When the Zero Tolerance campaign against violence in the NHS was launched in 1999, very few people thought it would relate to mental health services. However, the campaign was timely and coincided in a movement towards not accepting violence as an everyday, unavoidable reality of mental health services. This change in values has seen an increase in the belief that more can and should be done to reduce the rates of violence and aggression. Although services may not be able to stop or anticipate all incidents of violence, they certainly should not tolerate violent behaviour.
In addition, we would reiterate that effective risk assessment and management prior to imminent violence is vital in prevention. Evidence from randomised controlled trials is emerging, showing that aggressive incidents can be reduced significantly through structured risk assessment (van de Sande et al, 2011; Abderhalden et al, 2008).
Prevention of violence
Containment v. Engagement
Traditional thinking has often included the notion that increasing containment interventions by staff and restrictive regimes produces safer environments and decreases disturbance. In contrast to this logic, Bowers et al (2006) in a multicentre study in several European cities found that the delivery of ‘containment’ interventions by staff did not produce a proportional reduction in disturbance.
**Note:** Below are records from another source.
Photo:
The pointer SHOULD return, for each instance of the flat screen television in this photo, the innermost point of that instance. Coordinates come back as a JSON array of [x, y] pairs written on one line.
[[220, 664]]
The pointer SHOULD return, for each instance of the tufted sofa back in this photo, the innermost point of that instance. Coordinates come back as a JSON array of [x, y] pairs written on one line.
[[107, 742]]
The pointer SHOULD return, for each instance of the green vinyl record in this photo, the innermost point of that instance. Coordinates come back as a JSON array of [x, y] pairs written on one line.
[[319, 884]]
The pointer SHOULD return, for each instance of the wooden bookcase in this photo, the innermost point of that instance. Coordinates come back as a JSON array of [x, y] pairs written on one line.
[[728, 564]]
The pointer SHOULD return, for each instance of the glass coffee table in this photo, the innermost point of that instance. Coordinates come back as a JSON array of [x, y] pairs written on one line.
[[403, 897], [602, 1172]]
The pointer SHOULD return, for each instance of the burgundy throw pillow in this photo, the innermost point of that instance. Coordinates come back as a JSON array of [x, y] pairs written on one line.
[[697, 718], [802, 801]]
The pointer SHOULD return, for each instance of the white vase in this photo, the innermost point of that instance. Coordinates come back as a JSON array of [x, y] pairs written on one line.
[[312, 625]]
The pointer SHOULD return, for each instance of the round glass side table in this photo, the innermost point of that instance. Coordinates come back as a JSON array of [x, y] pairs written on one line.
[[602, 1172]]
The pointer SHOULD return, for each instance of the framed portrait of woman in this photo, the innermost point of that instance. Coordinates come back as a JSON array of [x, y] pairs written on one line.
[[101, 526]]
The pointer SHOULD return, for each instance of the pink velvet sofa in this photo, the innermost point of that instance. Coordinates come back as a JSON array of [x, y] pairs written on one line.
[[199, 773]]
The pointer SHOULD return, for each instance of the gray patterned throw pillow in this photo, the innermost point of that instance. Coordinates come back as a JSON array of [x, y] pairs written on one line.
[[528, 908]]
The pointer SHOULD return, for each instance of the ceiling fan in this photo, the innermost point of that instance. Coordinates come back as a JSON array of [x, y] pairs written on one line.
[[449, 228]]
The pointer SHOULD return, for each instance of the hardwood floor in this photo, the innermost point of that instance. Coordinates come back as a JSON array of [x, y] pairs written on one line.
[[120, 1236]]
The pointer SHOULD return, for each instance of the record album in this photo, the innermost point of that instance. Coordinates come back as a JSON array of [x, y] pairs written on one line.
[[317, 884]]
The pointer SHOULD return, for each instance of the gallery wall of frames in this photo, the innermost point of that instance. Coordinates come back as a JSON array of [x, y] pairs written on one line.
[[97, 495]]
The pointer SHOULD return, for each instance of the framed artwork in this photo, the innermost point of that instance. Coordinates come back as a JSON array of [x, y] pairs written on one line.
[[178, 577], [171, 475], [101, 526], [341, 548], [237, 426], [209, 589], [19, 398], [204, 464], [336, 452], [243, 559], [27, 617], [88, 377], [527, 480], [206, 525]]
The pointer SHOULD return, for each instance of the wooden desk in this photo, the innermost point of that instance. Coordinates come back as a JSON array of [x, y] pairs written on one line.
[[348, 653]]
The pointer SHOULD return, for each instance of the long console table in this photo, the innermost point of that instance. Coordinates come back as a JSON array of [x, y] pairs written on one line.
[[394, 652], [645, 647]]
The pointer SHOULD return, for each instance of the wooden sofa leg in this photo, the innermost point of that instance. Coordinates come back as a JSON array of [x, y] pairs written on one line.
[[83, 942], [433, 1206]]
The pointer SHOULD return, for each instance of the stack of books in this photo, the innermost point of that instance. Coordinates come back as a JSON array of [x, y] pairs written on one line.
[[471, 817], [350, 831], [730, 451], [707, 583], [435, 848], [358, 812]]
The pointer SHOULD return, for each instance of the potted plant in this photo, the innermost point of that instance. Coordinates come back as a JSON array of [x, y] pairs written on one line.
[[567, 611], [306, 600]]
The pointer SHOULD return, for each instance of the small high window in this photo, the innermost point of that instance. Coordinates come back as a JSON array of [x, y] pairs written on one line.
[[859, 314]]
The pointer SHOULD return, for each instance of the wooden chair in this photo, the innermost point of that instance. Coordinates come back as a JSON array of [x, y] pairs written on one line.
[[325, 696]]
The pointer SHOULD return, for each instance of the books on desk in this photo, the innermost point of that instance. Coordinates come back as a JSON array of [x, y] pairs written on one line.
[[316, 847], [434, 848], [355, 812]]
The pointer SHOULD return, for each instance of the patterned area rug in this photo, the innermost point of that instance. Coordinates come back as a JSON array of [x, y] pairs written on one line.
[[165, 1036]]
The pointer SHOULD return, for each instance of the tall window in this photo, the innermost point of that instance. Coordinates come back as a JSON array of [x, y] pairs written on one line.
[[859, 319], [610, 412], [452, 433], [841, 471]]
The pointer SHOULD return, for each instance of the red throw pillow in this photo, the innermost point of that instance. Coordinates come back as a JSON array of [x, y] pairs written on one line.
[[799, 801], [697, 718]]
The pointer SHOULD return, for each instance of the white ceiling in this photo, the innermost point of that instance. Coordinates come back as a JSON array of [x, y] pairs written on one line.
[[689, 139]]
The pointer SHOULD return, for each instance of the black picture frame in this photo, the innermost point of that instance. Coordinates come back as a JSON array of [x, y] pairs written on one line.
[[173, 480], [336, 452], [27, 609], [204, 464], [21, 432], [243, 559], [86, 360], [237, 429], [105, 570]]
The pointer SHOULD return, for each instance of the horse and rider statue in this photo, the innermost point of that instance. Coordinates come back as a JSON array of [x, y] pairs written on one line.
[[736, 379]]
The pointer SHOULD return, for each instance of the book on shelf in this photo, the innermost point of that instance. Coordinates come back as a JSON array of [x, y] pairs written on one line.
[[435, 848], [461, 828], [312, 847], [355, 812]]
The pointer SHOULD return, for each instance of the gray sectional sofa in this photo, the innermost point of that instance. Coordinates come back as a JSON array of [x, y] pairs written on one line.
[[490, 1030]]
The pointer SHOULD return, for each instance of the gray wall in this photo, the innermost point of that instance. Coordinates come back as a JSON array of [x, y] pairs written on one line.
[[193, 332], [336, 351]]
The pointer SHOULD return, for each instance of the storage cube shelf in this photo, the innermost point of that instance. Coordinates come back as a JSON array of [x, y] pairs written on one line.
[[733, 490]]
Positive engagement over observation and activity over boredom are being increasingly recognised as highly effective concepts in producing dramatically reduced levels of aggression.
Any successful method of engagement over containment needs to include a strong emphasis on a programme of structured activity in conjunction with an appropriate risk assessment. This should be delivered in a consistent fashion and facilitated both on and away from the ward environment. Successful interaction and positive engagement within a framework and in a setting that allows for safe observation are key characteristics central to reducing violent incidents. Ward regimes
In 1999, the Standing Nursing and Midwifery Advisory Committee produced a report in response to published and damming accounts of boredom and inactivity in mental health in-patient hospitals, and gave persuasive accounts of how this is related to disturbance. Subsequent guidance from NICE, the Royal College of Psychiatrists, the Department of Health and Star Wards has recommended the provision of recovery-focused meaningful activity in mental health in-patient settings (Department of Health, 2001; National Institute for Health and Clinical Excellence, 2005; Janner, 2006; Cresswell & Beavon, 2010).